Each memory becomes increasingly imperfect. At times, she is fanatically selfish, displaying bold impudence and specious definitions of parity; in other memories, an aggrandized poetaster of the most tiresome sort, the kind that kills the joyful banter volleyed at dinner parties; in still others, she is a gorgeous, glowing, charming woman that hopeful, young academics adore. He envies the safety of their youth and capriciousness. That wonderful ability to feel virtually no regrets has been lost, replaced by a hairline creeping backwards and chronic pain in the heels of his feet, an affliction attached, mystically speaking, to misunderstanding the lives of others.
Through a former co-worker’s sister who worked as a Registered Nurse in Long Beach, Nancy heard the story. A corpse found behind the wheel of a parked car in the hospital lot. The nurse had heartlessly guffawed at the irony - this old woman finally arriving at the hospital, having driven herself from “God knows where” and then managing to die in the car, just yards from the sliding doors that may have led her to extended life or, at the very least, provided her with an option less ignominious than taking one’s last breath in a cluttered Pontiac. She was discovered two days later, stiff and malodorous. Nancy, without husband and children, lacking the social circles she witnessed others engaging in, feared such a fate awaited her. She didn’t want yellow tape occupying her death site.
“No,” she declared. “I won’t die alone in a tenement walk-up, seventeen neglected cats eating my face. I won’t!” Rather, a new version taunted her - the possibility of expiring in her green Honda with a dented front bumper, so close to a miracle, so close to people who could help her. “Great. I’ll be mocked even into the afterlife,” she snorted.
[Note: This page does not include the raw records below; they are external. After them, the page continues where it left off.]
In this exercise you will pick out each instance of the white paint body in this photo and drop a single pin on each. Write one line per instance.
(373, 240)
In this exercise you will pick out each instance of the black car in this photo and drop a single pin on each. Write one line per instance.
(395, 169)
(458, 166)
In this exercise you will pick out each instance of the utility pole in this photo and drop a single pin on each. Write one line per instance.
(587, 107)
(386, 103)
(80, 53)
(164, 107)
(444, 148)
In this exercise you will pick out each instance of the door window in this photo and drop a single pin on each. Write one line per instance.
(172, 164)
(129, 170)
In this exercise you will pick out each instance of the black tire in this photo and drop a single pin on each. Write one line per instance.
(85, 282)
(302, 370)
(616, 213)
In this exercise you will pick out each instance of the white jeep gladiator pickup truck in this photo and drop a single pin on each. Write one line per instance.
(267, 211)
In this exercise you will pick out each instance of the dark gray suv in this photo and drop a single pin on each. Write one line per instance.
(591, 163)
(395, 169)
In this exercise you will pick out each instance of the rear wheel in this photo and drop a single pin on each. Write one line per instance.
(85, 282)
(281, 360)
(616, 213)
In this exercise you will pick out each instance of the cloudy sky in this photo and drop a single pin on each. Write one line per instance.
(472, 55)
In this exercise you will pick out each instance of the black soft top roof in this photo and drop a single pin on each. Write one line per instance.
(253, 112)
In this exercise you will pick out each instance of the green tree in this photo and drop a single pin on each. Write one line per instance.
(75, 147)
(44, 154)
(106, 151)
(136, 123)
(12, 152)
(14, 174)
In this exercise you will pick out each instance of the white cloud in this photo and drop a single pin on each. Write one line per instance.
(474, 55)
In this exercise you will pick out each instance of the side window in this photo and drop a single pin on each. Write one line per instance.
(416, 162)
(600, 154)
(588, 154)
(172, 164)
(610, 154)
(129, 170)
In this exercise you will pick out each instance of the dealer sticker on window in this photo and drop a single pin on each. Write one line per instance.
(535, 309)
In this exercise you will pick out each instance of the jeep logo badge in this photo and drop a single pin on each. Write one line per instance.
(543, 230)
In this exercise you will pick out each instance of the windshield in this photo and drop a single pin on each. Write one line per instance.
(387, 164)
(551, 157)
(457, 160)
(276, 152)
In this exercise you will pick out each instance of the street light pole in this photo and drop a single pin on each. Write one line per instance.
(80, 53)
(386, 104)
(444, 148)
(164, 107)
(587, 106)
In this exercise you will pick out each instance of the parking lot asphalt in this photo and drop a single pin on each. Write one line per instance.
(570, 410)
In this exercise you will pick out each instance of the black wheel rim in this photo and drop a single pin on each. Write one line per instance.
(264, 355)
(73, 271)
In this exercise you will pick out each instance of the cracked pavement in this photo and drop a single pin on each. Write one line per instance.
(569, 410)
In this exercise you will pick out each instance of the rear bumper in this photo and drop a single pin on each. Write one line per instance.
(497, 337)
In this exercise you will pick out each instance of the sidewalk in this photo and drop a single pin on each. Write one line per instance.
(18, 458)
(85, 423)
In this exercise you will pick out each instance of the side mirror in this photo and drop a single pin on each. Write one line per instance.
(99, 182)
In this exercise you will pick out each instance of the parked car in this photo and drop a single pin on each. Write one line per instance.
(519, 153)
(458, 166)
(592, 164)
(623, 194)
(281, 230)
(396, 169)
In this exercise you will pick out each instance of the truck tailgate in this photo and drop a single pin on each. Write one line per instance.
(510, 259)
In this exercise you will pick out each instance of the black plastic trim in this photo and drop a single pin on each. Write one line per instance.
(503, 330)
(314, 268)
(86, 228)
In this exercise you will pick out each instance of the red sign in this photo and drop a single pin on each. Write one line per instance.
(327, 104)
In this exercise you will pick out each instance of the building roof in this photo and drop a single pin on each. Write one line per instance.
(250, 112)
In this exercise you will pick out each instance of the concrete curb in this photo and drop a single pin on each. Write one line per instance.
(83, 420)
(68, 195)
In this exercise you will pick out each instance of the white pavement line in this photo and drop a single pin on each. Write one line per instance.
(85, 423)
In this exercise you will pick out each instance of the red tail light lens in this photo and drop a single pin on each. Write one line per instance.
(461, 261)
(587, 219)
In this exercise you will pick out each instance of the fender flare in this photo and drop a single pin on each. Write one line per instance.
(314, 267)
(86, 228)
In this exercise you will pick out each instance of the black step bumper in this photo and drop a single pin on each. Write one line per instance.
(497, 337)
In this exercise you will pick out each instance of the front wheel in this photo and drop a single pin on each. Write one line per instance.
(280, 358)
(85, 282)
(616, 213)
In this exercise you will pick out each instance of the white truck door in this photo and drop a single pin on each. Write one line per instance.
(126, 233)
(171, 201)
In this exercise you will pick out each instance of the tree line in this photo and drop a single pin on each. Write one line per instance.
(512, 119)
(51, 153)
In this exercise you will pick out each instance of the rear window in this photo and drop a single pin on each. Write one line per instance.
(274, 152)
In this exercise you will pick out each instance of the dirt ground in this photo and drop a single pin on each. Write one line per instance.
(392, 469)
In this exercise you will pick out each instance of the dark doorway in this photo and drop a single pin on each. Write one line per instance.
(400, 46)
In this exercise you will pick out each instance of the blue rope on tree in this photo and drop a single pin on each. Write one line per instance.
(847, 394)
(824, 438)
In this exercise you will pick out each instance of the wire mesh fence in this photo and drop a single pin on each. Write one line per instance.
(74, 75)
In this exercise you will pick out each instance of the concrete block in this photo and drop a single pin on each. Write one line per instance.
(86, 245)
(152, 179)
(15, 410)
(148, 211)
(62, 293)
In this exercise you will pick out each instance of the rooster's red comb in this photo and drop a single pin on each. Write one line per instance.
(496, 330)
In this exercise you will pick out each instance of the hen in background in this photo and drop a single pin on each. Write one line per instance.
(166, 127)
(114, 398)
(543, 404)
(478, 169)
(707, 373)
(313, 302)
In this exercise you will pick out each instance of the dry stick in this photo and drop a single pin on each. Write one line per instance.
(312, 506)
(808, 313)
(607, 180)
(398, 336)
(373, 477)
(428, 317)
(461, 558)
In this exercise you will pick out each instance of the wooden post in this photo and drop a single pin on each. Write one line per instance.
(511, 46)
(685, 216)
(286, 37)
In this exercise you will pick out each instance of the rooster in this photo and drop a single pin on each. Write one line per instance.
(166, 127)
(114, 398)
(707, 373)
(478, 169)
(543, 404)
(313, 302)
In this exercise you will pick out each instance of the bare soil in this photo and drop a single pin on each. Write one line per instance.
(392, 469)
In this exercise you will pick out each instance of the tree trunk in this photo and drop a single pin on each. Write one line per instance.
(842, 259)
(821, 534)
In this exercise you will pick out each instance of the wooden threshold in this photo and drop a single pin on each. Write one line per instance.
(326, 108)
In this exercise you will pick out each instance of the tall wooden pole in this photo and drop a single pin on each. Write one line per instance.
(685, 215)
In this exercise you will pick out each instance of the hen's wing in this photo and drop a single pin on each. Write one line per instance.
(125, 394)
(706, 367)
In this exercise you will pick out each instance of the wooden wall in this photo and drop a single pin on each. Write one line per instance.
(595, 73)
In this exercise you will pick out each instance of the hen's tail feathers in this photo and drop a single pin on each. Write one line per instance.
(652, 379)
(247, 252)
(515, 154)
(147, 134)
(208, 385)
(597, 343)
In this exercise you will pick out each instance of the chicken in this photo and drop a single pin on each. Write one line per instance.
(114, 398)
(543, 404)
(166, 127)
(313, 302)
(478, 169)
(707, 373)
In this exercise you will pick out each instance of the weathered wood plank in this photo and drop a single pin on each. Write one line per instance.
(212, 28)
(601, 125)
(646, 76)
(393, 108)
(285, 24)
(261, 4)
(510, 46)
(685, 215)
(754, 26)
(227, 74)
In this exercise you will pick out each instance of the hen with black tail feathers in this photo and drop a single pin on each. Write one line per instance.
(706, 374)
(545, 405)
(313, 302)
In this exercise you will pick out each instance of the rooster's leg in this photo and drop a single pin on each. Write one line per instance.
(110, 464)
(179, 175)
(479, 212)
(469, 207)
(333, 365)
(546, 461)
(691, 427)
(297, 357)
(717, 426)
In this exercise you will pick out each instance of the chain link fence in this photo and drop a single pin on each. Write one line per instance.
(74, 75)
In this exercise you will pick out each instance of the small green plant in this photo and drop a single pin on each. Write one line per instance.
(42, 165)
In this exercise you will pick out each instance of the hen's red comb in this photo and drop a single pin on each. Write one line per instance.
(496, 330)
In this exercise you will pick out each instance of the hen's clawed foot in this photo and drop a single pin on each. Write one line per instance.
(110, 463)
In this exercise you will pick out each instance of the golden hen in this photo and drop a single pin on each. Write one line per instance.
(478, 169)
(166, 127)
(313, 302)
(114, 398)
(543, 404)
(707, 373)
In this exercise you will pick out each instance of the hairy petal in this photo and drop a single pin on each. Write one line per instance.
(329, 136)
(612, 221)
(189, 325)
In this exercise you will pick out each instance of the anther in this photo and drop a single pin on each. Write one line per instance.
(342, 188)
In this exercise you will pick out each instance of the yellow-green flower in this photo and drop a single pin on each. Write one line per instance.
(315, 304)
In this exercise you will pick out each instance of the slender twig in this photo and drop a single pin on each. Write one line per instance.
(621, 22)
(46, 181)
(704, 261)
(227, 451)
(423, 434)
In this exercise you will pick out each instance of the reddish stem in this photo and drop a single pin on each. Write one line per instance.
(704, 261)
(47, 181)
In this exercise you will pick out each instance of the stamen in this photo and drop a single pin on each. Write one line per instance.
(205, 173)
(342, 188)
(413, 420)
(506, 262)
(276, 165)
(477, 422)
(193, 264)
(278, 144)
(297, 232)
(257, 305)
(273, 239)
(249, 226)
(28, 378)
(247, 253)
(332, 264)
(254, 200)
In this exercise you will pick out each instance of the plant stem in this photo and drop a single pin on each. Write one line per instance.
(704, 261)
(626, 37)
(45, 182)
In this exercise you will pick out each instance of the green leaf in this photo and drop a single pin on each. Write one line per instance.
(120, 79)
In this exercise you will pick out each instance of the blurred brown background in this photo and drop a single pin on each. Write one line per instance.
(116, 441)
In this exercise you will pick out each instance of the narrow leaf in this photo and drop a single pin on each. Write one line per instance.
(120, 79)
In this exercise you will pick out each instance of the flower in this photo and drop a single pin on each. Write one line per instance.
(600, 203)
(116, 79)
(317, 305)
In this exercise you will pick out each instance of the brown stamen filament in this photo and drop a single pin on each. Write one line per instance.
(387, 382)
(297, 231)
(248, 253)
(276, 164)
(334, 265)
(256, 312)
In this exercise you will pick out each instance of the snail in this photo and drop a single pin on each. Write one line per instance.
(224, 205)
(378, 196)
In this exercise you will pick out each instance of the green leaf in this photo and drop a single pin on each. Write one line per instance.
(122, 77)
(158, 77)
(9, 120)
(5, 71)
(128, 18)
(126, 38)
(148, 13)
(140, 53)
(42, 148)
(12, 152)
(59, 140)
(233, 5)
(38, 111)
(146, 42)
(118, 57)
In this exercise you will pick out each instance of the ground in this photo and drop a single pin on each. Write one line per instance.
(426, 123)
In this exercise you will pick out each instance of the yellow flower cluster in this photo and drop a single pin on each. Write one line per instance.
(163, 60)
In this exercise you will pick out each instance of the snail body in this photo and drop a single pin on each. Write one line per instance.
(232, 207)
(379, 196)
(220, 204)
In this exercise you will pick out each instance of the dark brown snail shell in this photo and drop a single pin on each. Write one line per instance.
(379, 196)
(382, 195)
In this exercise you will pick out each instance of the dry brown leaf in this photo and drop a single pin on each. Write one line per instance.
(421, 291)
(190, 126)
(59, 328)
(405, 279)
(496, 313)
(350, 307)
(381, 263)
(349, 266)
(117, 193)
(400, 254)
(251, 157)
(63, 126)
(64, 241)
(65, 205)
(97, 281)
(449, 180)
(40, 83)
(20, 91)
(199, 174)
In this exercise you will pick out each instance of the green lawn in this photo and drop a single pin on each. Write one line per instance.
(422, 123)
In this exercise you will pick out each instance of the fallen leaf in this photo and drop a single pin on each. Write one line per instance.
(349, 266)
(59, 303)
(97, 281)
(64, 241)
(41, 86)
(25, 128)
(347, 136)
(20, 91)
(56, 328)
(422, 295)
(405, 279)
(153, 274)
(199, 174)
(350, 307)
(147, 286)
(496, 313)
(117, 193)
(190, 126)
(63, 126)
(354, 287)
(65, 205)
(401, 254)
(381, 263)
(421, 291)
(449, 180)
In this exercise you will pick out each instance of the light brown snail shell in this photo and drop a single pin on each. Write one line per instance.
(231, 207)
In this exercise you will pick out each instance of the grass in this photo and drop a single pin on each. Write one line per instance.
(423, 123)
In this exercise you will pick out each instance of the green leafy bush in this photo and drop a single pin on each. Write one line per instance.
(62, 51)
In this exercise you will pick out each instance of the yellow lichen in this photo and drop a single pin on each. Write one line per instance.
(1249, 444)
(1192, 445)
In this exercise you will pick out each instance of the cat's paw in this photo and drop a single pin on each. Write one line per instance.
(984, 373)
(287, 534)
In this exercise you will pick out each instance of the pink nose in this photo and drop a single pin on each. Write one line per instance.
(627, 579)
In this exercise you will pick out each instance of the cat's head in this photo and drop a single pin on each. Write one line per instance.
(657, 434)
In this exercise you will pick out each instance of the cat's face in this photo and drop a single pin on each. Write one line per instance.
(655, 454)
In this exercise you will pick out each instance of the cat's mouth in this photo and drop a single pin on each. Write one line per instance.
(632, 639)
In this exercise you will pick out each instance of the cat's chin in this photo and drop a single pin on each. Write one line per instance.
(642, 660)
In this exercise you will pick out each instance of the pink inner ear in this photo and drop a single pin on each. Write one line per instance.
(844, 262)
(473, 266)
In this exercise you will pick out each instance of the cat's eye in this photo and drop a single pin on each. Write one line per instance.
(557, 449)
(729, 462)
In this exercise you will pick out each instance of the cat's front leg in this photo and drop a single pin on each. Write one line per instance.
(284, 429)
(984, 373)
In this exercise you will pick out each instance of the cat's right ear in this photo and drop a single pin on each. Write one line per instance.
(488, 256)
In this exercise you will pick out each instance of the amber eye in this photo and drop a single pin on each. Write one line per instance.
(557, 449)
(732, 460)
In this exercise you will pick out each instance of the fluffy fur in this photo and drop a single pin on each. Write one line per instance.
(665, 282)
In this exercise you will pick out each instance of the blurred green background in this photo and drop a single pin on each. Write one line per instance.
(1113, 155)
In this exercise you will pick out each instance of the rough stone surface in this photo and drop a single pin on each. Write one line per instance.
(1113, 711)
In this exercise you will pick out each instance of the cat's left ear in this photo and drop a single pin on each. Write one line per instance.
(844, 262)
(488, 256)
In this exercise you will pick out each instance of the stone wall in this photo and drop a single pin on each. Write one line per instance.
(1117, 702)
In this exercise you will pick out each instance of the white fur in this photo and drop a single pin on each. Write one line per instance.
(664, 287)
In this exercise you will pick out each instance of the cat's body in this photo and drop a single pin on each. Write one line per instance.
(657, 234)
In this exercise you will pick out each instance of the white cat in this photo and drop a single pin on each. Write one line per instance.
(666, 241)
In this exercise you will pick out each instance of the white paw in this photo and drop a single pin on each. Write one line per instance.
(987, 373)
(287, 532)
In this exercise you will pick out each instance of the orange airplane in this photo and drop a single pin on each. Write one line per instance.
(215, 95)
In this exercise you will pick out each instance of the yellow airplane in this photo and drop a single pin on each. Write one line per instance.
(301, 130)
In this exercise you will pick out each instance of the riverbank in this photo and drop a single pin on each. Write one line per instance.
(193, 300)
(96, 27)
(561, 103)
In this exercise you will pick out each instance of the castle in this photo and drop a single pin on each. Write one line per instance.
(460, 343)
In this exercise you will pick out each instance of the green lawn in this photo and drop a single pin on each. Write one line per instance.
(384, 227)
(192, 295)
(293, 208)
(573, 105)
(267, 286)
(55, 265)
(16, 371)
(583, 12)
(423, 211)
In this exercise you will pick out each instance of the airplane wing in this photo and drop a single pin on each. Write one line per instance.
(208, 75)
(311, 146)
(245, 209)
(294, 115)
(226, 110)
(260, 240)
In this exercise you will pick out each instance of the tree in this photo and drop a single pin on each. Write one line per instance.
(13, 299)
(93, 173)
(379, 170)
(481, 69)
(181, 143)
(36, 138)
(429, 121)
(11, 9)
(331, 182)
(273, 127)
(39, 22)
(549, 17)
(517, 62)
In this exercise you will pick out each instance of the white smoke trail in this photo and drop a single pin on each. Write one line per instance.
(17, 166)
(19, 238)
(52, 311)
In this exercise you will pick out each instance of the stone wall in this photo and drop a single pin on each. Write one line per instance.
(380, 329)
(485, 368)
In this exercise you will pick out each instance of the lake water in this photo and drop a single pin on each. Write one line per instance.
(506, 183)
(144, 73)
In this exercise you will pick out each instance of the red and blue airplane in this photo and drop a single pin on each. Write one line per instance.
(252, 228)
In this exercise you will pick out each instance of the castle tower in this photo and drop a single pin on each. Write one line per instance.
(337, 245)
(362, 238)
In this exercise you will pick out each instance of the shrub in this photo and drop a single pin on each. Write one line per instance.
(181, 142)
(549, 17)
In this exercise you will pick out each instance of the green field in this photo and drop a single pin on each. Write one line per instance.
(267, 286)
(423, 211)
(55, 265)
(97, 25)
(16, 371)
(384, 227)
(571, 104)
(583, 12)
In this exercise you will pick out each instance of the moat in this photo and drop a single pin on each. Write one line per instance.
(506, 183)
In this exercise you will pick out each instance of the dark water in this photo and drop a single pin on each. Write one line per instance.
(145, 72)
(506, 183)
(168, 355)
I’d met a man at some point in the later years of what could still be considered my youth, someone who wrote deliciously sinful love letters that made me nervous, wondering precisely what he’d accomplished to be so descriptive in his desires. I found myself doing what most women would do, insecure and otherwise, and imagined his previous lovers: the weight of their breasts, the cadence of a laugh, the curvature of an ankle, the smell of skin, sweet or heavy with perfumes and oils. Each woman would have known, with expediency and immediacy, how to please him and their skills would have led him joyously to this place of knowledge, relinquishing control to bring it elsewhere, somewhere unusual and throbbing. “Carnal knowledge”, I uttered aloud, to hear its starkness in the quiet of my three-room apartment. To consider my ineptitude by comparison sometimes invited thoughts of madness. There were times I buried myself in the bedroom closet, pulling down all of the plastic hangers and flaccid fabric onto my bowed head. Muffled in makeshift asylum, I would compose version after version of the letter I would never send. “My love, my heart, my raison d’etre.”